Not surprisingly, those national and local journalists -- about 75% -- who have witnessed newsroom cuts firsthand are among the most worried about the effects of bottom-line pressures, the study said.
In an essay accompanying the study, Bill Kovach of the Committee of Concerned Journalists, and Tom Rosenstiel and Amy Mitchell of the Project for Excellence in Journalism, state that journalists feel that "more than ever the economic behavior of their companies is eroding the quality of journalism. In particular, they think that business pressures are making the news they produce thinner and shallower. And they report more cases of advertisers and owners breaching the independence of the newsroom."
Still, opinions vary about the profession depending on position. Within national organizations, 57% of news executives think the profession is going the right way whereas only 39% of reporters think that's the case.

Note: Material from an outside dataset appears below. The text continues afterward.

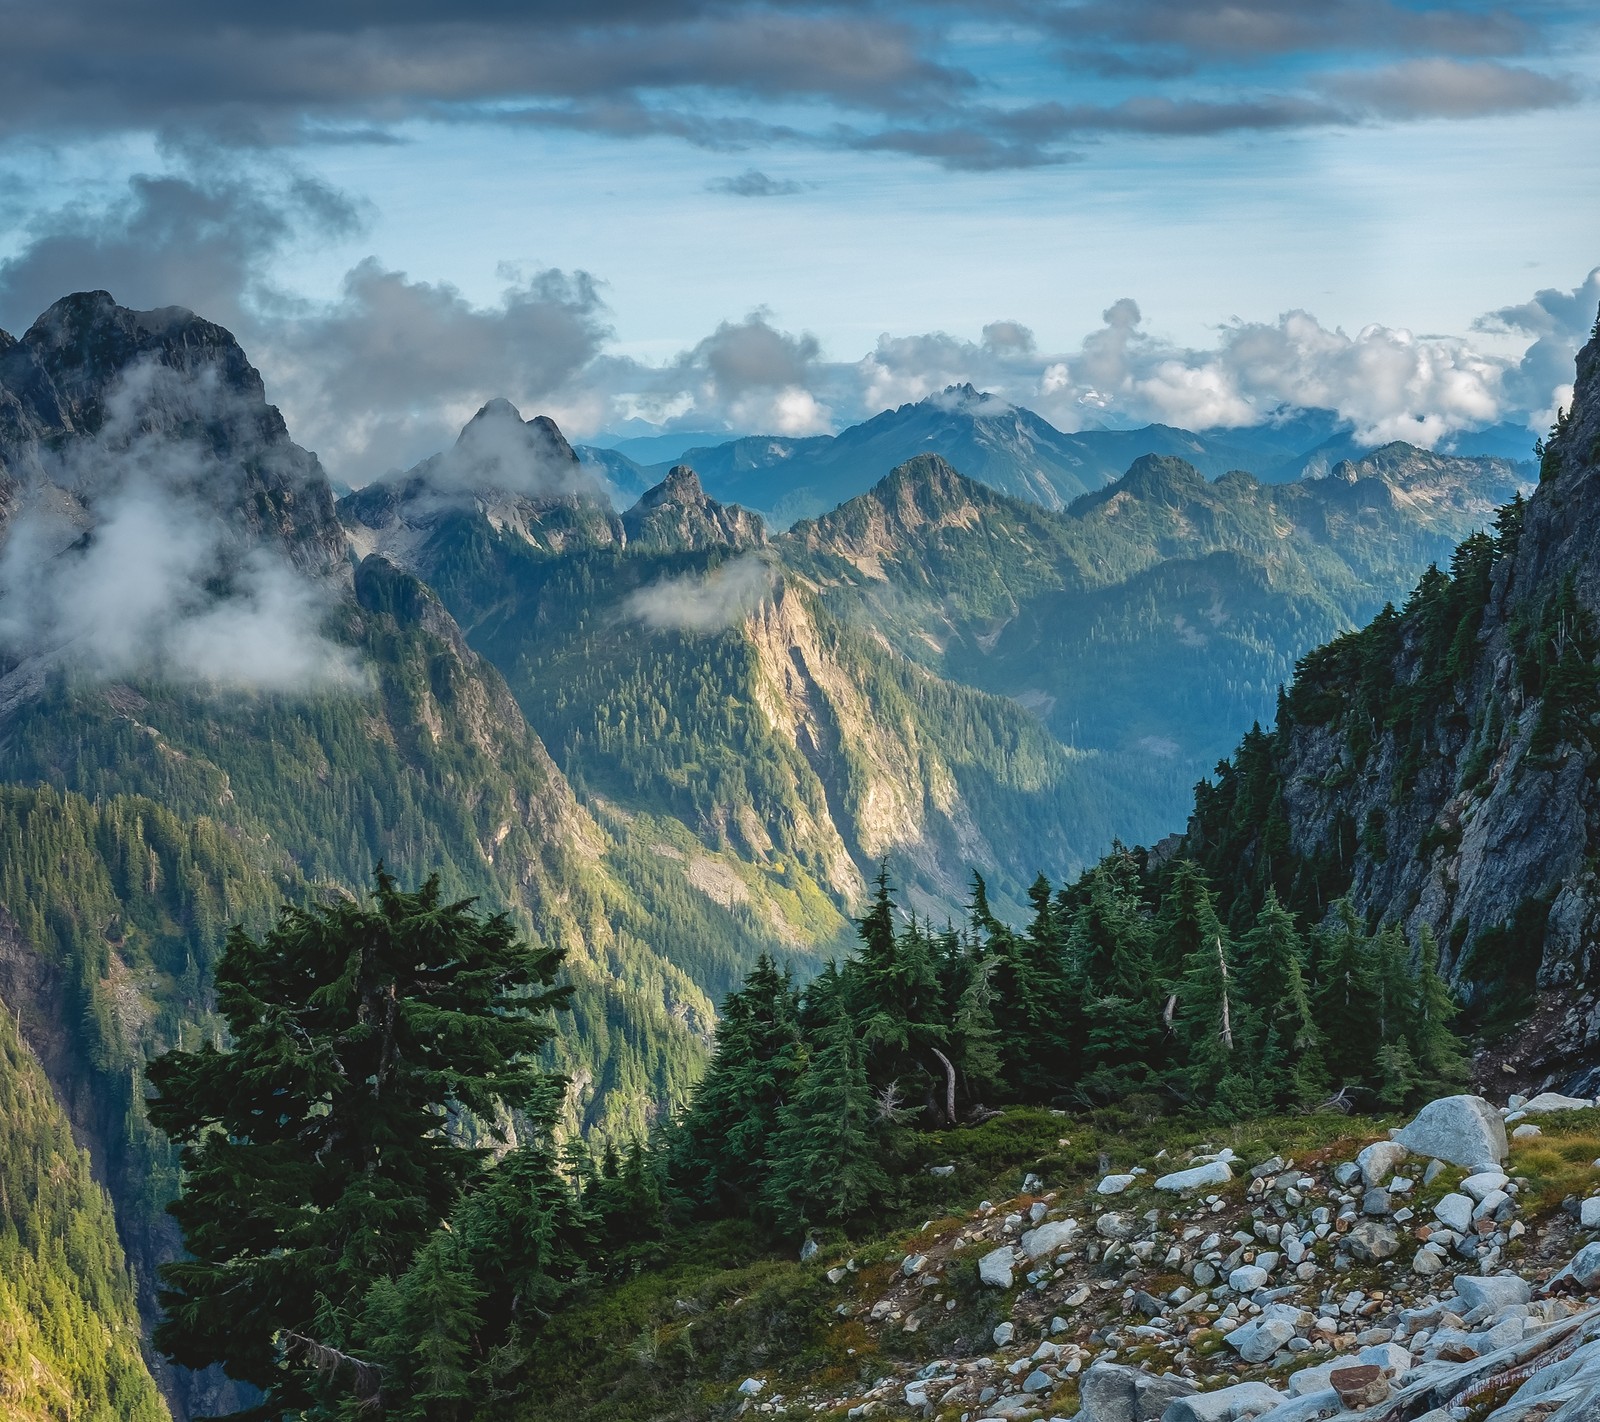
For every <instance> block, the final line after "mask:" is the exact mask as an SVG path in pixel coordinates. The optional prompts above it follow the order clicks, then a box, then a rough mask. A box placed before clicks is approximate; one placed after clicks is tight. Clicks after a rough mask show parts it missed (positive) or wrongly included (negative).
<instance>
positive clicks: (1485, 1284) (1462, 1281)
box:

While many journalists are unhappy with what they perceive as a turn for the worse, the study found no evidence that the USA Today and The New York Times scandals had any impact on their views. "The number of journalists who cite 'ethics and standards' as the biggest problem facing journalism has not grown since 1999," the study said. "In fact, just 5% of national journalists and 6% of local journalists cite ethics or a lack of standards as the biggest problem in journalism, about half as many as in the 1999 survey." And it found that journalists think that plagiarism is no more rampant now than it was in the past.
That said, the study found that credibility was mentioned more than any other concern, and more so with print journalists. Thirty-nine percent of journalists working at national newspapers, magazines and wire services say credibility with the public is the biggest problem facing the industry -- versus 15% of national broadcast journalists. It's echoed at the local level too: 33% of print journalists versus 12% of broadcast journalists.
The concern over credibility swings wildly across age groups. Only 10% of those journalists under 35 think it's the biggest issue the profession is facing while 26% of those 35-54 think it's a concern, and 33% for those 55 and over.